Tiger Mum

If you’re a parent and you’ve been anywhere near Twitter, the news or the internet in general in the last two years, you’ll have heard the term ‘Tiger Mom’, a phrase coined by Amy Chua in her book “Battle Hymn of the Tiger Mother”. An article, which contained large excerpts from the book, appeared in the Wall Street Journal under the title “Why Chinese Mothers Are Superior“, and basically centered around the fact that Chinese parents are a lot stricter with their children and the time that they spend on extracurricular activities, enforcing strict study regimens and ensuring that any free time is spent learning musical instruments, languages and dance, arguing that their children end up more successful overall, than children of Western parents.
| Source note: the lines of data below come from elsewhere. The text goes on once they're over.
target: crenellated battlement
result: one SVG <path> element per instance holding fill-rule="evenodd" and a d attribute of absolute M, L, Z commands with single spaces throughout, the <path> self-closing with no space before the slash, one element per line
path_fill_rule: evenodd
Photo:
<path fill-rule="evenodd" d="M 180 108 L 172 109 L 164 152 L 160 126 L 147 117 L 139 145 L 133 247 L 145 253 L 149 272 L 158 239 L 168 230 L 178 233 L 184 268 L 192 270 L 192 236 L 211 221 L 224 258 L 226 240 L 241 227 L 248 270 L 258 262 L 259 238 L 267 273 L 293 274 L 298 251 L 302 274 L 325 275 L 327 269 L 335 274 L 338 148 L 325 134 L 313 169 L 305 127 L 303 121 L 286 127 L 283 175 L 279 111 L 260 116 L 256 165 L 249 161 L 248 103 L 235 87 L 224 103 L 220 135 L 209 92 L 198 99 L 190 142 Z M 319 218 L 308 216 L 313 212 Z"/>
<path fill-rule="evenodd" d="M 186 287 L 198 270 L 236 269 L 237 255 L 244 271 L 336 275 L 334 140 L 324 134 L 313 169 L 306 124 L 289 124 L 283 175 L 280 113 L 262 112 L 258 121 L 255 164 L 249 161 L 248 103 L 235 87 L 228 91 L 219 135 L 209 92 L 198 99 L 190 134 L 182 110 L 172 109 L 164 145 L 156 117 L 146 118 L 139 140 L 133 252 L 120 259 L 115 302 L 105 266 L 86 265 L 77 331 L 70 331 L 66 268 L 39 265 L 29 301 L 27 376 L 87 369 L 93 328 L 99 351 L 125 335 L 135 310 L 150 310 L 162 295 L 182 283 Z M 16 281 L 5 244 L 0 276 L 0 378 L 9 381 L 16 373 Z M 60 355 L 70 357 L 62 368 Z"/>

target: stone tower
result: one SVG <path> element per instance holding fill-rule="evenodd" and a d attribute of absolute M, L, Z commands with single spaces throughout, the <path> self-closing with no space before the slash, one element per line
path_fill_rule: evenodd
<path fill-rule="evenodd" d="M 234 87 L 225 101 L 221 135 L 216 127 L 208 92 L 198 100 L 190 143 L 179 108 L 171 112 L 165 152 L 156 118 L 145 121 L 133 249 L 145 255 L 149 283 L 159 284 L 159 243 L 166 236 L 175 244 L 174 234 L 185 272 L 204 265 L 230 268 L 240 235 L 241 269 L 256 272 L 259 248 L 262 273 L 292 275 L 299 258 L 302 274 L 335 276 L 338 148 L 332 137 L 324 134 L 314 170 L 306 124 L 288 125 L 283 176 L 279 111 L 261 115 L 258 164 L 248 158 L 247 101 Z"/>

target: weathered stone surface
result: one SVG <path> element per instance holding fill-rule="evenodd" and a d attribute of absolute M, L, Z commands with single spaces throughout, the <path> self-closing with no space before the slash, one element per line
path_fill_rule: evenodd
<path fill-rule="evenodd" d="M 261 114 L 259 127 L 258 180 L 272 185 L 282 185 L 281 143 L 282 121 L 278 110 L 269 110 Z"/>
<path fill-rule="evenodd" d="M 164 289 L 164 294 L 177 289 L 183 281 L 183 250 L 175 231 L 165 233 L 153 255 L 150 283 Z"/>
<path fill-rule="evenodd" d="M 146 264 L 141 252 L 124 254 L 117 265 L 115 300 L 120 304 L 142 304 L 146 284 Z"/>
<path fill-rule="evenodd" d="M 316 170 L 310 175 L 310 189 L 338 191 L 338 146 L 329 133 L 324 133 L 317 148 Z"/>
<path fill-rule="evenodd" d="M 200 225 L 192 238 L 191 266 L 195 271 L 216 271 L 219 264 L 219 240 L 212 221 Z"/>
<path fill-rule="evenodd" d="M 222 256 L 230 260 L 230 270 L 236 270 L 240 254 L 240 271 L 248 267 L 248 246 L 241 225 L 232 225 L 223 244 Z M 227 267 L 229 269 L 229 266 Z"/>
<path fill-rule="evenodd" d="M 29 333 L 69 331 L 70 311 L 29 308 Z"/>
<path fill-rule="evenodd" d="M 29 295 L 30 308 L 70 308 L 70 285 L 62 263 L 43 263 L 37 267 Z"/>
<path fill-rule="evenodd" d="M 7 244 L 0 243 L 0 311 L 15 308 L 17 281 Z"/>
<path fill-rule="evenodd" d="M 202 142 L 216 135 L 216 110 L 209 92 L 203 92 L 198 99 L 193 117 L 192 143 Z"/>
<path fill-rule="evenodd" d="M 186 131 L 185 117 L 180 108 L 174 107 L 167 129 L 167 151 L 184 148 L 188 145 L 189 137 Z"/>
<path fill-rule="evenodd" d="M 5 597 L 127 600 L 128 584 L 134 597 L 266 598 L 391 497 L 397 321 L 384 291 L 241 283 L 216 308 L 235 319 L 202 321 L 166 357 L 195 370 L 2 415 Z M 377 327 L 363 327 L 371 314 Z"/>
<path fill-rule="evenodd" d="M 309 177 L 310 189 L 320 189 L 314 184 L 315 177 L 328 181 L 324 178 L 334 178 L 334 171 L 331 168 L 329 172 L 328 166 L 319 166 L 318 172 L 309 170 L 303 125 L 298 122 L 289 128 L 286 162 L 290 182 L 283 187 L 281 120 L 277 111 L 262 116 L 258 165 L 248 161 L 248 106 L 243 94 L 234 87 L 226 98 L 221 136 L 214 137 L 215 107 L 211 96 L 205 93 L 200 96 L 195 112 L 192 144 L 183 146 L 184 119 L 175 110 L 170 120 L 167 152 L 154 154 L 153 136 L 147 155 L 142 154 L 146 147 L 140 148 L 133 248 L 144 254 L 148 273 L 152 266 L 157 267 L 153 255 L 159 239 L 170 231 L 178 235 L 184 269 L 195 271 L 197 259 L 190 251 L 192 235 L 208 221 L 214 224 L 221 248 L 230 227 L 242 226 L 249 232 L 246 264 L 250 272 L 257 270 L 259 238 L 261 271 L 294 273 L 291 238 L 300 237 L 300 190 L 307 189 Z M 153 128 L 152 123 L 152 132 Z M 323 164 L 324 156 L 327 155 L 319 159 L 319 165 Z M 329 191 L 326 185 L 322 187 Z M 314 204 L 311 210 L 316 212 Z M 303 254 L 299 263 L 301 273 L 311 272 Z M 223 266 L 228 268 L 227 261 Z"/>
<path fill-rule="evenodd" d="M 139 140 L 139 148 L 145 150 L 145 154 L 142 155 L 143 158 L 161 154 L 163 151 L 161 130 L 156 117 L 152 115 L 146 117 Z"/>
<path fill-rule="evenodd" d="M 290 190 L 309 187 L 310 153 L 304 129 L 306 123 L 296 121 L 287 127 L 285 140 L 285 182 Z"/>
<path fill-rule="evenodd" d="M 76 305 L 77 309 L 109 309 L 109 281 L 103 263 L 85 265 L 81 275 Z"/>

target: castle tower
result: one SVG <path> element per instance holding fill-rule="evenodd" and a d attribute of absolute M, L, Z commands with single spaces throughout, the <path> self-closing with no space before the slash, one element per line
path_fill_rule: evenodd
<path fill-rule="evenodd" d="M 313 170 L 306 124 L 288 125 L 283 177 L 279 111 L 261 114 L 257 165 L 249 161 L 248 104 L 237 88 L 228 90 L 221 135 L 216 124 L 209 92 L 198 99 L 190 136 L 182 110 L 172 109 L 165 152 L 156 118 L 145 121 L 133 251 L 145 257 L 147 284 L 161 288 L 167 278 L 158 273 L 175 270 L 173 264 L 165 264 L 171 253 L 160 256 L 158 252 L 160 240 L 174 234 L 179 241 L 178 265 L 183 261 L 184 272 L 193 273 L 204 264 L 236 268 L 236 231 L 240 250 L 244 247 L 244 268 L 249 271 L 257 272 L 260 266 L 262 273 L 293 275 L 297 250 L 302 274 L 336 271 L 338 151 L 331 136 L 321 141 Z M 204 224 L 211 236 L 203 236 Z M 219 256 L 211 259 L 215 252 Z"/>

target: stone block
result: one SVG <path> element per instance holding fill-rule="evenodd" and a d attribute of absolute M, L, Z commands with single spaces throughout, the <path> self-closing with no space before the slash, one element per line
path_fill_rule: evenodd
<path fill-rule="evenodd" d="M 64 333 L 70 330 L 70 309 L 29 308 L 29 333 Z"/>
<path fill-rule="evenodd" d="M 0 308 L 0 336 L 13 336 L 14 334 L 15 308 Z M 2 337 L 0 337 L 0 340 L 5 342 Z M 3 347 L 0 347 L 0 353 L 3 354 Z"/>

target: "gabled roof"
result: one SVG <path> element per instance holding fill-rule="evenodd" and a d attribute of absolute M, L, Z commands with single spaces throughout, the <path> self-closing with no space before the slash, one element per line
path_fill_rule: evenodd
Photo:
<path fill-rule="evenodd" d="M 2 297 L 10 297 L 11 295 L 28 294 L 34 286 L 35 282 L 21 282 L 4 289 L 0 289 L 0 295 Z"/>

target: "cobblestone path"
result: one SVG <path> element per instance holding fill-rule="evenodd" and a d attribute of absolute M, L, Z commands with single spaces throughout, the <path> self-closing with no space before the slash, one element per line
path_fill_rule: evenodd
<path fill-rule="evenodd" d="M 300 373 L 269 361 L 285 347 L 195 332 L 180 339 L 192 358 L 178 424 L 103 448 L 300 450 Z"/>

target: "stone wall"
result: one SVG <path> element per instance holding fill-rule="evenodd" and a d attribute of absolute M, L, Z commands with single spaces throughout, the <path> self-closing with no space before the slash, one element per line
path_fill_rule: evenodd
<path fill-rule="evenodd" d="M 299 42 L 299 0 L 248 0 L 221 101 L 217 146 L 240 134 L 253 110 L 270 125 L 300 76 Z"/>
One example from the book of how Chua’s Tiger Mom parenting looks centered around the musical side of things…:  “… I hauled Lulu’s dollhouse to the car and told her I’d donate it to the Salvation Army piece by piece if she didn’t have ‘The Little White Donkey’ perfect by the next day. When Lulu said, ‘I thought you were going to the Salvation Army, why are you still here?’ I threatened her with no lunch, no dinner, no Christmas or Hanukkah presents, no birthday parties for two, three, four years. When she still kept playing it wrong, I told her she was purposely working herself into a frenzy because she was secretly afraid she couldn’t do it. I told her to stop being lazy, cowardly, self-indulgent and pathetic.” They then “work[ed] right through dinner” without letting her daughter “get up, not for water, not even for bathroom breaks.” The anecdote concludes by describing how her daughter was “beaming” after she finally mastered the piece and “wanted to play [it] over and over.”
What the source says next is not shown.